Now, before HSUS flaks make some claim that we’re “defending animal abusers,” that’s not the case here. A trial was held and he was found guilty in court. If anyone is helping him get off, it’s HSUS.

HSUS likes to say that animals can’t speak for themselves. That’s true. But if they could, they might tell HSUS “thanks, but no thanks.”

Posted on 03/25/2014 at 12:14 pm by Humane Watch Team.

Topics: Main


  • TomKi

    The writer presents this as if Chilinski is a “real animal abuser” who might get off on a technicality, and there is no reliable evidence to support that idea. The evidence that indicates that Chilinski might be guilty of any animal abuse or neglect is very unreliable and comes from the same group that exploits it.

    • Barbara Hoffmann

      Thank you!!! Their seizure of his animals and the rest of what they have done to him should be condemned…

  • TomKi

    The first sentence needs to be corrected. “In 2011 in Montana, local law enforcement seized
    150-plus malamutes that were neglected and charged the owner with 91
    counts of animal cruelty.” It should say that they seized the animals and alleged or claimed that they were neglected. Saying that they “were neglected” presumes a fact that should not be considered a fact even after a conviction. The term “neglect” is too ambiguous, too. If there was neglect, and it was proven, the writer should state a specific act or omission that was proven. The use of that sentence set off all of the protest here, and rightly so. It makes a poorly supported claim against the owner of the animals, presumes a “fact” that it is better to refrain from presuming in an article such as this.

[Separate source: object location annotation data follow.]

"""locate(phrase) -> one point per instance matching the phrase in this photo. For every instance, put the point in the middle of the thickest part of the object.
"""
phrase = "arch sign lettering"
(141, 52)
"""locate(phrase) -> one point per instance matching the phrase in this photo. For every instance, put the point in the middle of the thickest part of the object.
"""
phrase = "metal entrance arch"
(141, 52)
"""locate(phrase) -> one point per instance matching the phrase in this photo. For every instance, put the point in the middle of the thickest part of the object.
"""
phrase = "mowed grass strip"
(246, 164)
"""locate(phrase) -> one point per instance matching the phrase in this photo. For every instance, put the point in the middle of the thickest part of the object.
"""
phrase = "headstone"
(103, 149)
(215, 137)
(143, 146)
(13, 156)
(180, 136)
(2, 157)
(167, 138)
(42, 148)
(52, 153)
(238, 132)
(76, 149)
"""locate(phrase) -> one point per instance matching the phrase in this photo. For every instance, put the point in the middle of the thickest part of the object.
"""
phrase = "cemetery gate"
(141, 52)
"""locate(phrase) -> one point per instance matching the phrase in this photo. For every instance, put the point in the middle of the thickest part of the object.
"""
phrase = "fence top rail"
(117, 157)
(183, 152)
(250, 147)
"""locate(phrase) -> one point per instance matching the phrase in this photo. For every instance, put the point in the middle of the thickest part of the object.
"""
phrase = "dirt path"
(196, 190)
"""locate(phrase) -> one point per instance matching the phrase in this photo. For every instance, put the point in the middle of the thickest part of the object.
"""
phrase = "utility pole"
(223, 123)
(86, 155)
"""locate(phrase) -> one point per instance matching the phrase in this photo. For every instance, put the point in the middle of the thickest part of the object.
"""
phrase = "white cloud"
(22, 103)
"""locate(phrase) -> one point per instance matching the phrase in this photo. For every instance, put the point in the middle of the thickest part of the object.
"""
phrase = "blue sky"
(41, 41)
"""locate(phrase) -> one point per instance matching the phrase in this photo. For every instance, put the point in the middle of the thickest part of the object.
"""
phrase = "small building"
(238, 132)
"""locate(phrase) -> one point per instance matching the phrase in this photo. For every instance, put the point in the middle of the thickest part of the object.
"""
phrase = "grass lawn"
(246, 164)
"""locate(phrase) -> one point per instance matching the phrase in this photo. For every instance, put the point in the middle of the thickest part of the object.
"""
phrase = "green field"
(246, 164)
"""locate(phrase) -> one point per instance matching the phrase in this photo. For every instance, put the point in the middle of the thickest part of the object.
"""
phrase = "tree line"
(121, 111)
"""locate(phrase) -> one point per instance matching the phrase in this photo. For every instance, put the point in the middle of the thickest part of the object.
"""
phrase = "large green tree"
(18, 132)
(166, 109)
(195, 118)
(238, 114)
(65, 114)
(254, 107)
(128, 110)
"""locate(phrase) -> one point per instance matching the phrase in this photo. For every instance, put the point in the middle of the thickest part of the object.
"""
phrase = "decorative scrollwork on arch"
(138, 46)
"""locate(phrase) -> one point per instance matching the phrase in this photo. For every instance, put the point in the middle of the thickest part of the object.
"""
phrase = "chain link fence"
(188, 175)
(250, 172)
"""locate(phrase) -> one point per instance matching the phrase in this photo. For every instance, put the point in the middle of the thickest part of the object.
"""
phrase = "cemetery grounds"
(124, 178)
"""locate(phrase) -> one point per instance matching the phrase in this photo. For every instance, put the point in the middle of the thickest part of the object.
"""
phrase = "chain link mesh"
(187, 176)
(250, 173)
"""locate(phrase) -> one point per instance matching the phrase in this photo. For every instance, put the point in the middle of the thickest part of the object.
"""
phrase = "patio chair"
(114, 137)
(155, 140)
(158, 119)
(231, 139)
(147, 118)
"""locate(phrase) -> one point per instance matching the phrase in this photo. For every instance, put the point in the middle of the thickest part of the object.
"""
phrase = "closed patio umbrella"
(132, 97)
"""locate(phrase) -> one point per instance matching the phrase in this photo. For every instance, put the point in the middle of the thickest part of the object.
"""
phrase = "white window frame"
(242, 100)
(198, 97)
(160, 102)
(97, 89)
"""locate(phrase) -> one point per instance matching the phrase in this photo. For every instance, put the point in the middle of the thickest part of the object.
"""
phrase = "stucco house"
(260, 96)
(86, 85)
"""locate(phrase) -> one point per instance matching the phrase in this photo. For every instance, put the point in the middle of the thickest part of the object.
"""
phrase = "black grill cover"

    It is much more accurate to state that law enforcement and the HSUS alleged or claimed neglect.

    The term “neglected dog” is unusable. It could mean anything. The animal might be a walking skeleton or, ask the cats, we might have set dinner out half an hour late. It could mean matted hair. It could mean that the nails need trimmed. It’s easy to get a wrongful conviction in formal court proceedings or in the press because the term can mean anything.

    • Barbara Hoffmann

      Sadly this could hurt his appeal…the whole post should be re-written

    • TomKi

      I thank the author for the edit. It’s a common mistake to say it that way.

  • Fred Lulling

    The whole problem is, they now put “neglect” right up there with intentional cruelty and torture of animals. If you “neglect” to keep the dog’s food bowl full at all times, you are just as bad as somebody like Vick -although you get 30 years and he gets more publicity. Going after deliberate animal abuse is great and admirable. But seizing a group of animals and tossing the owner in jail, over some overlooked algae in a possibly unused water tank, is going way too far. The animals that get seized then are cared for far worse than before the raid, but that gets overlooked, because after all, they’ve been “rescued.” This whole thing is so lopsided, it’d be comical if it were not altogether true and tragic. Then, when there’s a raid that may possibly garner national publicity, of course HSUS steps in, giving their help, whether it’s needed or not. They’ll come on like gangbusters, help smash down doors and whatever it takes., then they go home, leaving the local shelters to foot the bills and house all the animals. And when HSUS leaves, they certainly don’t hand the local shelter a check to help pay those expenses. They cash in on the publicity, and leave the public thinking they financed everything… In the end, whether jailed or not, the animal owner, breeder, farmer, or whatever, loses their entire investment in the animals, probably has to pay the “housing” costs, and is ostracized from then on as an “abuser,” whether convicted or not.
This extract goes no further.